Изменить стиль страницы

Дженни остановилась у небольшого навеса, восхищаясь свитером ручной вязки. Почему бы его не купить, подумала она. Симпатичный человек, который делал ей комплименты, дал ей тридцать пять долларов чаевых, хотя его счет был всего на пятьдесят долларов. Один Бог знает, как ей нужна новая одежда: все это время она позволяла себе только самое необходимое; не потому, что у нее железная воля, а потому, что была очень стеснена в деньгах. Но папа сказал, что оставил ей деньги. И довольно много. Может, купить свитер и несколько вещичек в магазине Блумингдейла? Там ей, как работнице магазина, полагается скидка. Она с трудом протиснулась сквозь толпу к прилавку и посмотрела пестрый, с рельефными узорами свитер. Альпака. Взглянув на ценник — двести пятьдесят долларов, — она тут же положила свитер на прилавок. Может, купить что-нибудь хлопчатобумажное? По ее возможностям? И, стоя в толпе, стала просматривать кипы свитеров.

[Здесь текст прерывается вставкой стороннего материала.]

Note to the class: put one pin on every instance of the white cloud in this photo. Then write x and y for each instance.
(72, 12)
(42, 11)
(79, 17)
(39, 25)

Вдруг она вздрогнула, почувствовав острую, жгучую, как от огня, боль в предплечье. Затем боль прошла. Нахмурившись, потерла больное место и продолжала смотреть свитеры. Через несколько мгновений у нее закружилась голова. Руки и ноги онемели.

Неожиданно кто-то взял ее за талию. Повернувшись, она увидела перед собой того самого посетителя, который дал ей щедрые чаевые. Он улыбался. Что-то ей говорил, но его голос как будто доносился с конца длинного тоннеля, гулкий и неразборчивый, а его лицо расплывалось у нее в глазах.

Дженни попыталась отойти от прилавка, но не могла. Она увидела выражение участия на лице продавщицы, услышала, как та что-то сказала, но не поняла, что именно. Она не владела своим телом.

— Я ее отец. Сейчас ей станет лучше, — сказал державший ее мужчина. — У нее иногда бывают припадки.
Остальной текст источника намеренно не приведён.